By Jennifer McRae

WELD COUNTY, Colo. (CBS4)– For the first time this season, West Nile Virus has been detected in mosquitoes in Weld County. County officials say that Culex mosquitoes, the ones that carry West Nile Virus, are more prevalent than in previous years.

They say this year, compared to the five-year average, the Culex mosquito count is over three times higher this mosquito season.

A culex tarsalis mosquito (credit:

“The increasing hot weather and afternoon thundershowers have created favorable conditions for the Culex mosquito that carries West Nile virus,” said Mark Lawley, Executive Director of the Weld County Health Department, in a statement.

There are no West Nile Virus cases in humans in Weld County so far this season.

“The public needs to be vigilant because West Nile virus has a permanent summer presence in Colorado,” Lawley said in a statement.
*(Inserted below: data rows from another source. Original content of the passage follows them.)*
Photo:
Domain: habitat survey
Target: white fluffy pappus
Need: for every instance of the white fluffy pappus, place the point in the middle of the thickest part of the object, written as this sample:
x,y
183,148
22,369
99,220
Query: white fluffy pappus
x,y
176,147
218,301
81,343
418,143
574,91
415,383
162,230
According to Weld County health officials, West Nile virus symptoms can appear 3-14 days after infection. Initial symptoms can include fever, headache, nausea and vomiting, muscle aches and weakness, and rash, but most infected people don’t show any symptoms. If a person develops symptoms, they should see a health care professional immediately. There are no medications to treat or vaccines to prevent WNV infection. Less than 1% of infected people develop a serious, sometimes fatal, neuroinvasive illness. Health officials recommend following the four “D’s” to prevent mosquito bites:

  • DRAIN standing water around your house weekly. Remember to drain water from tires, cans, flowerpots, clogged rain gutters, rain barrels, toys, and puddles.
  • DUSK and DAWN are when mosquitoes are most active. Limit outdoor activities and take precautions to prevent mosquito bites during these times.
  • DEET is an effective ingredient to look for in insect repellents. Other repellents containing picaridin, IR3535, oil of lemon eucalyptus, or para-menthane-diol are also effective against mosquitoes. Always follow the product label instructions carefully.
  • DRESS in long sleeves and pants, and a hat, in areas where mosquitoes are active.